“February Payrolls Surge To 295K, Smash Expectations Of 235K, Unemployment Rate Drops To 5.5%”
Everything is great ya all!
But hidden in the report is the fact that a massive 354,000 people left the labor force in February.
“Americans Not In The Labor Force Rise To Record 92.9 Million As Participation Rate Declines Again”
The labor force participation rate hovered between 62.9 percent and 62.7 percent in the eleven months from April 2014 through February, and has been 62.9 percent or lower in 13 of the 17 months since October 2013.
Prior to that, the last time the rate was below 63 percent was 37 years ago, in March 1978 when it was 62.8 percent, the same rate it was in February.
Oh, can’t forget this:
It has become a running joke: month after month after month, the punditry says wages hikes are coming… they are coming any second, just be patient. And month after month the punditry refuses to accept the simple reason why not even the BLS’ goalseeked data does not permit this long awaited wage surge to take place – simply said, the quality of jobs (or rather “jobs” as these are all merely 1s and 0s that only exist in some BLS spreadsheet) added every month is absolutely atrocious, so bad that not even the BLS’ actuarial tables allow its goalseek program to attribute higher wages to the “jobs” it creates out of thin statistical air.

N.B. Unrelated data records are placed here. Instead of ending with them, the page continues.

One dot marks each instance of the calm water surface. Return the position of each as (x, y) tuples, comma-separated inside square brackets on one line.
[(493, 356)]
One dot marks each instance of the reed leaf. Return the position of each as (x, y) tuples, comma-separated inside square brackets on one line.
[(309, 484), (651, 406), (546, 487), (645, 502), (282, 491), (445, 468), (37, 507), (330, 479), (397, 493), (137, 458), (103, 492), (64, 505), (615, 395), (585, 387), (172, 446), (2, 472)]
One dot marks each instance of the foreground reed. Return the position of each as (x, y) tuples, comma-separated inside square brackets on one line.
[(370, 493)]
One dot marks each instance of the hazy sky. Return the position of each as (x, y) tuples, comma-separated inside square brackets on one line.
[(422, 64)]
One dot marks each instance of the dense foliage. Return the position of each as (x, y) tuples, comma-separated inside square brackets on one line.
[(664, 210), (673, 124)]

Ironically moments ago US labor secretary Thomas Perez said that the “quality of jobs is going up.”
No it isn’t, as anyone who spends even two minutes with the BLS report can find out.
Don’t have two minutes? Here is the full breakdown. As the chart below shows, the three biggest single-category jobs added in February (because Professional services includes numerous occupations), were also the three lowest quality, lowest paying ones:
Leisure and Hospitality, added 66K jobs
Education and Health added 54K
Retail trade added 32K
Together these three job categories accounted for 152K jobs, or more than half the total February job gains. They also represent the lowest paid jobs in the US.
But don’t worry, everything is great.
Let’s see what we find in the (relatively uncooked section) of the data.
This raw data looks pretty good; 566,000 jobs, according to the household survey, were added and the change in not-in-labor-force was very close to zero.
But — the annualized change less the workforce addition rate remains tiny — positive, but very small, at only 170,000.
This, unfortunately, means that despite the so-called “headline” unemployment number moving down (strongly!) the population:employment ratio, which is the only figure that matters when it comes to government funding sustainability as you can only tax working people, remains in the ditch.
Keep our heads buried in the sand MSM….that’ll fix everything.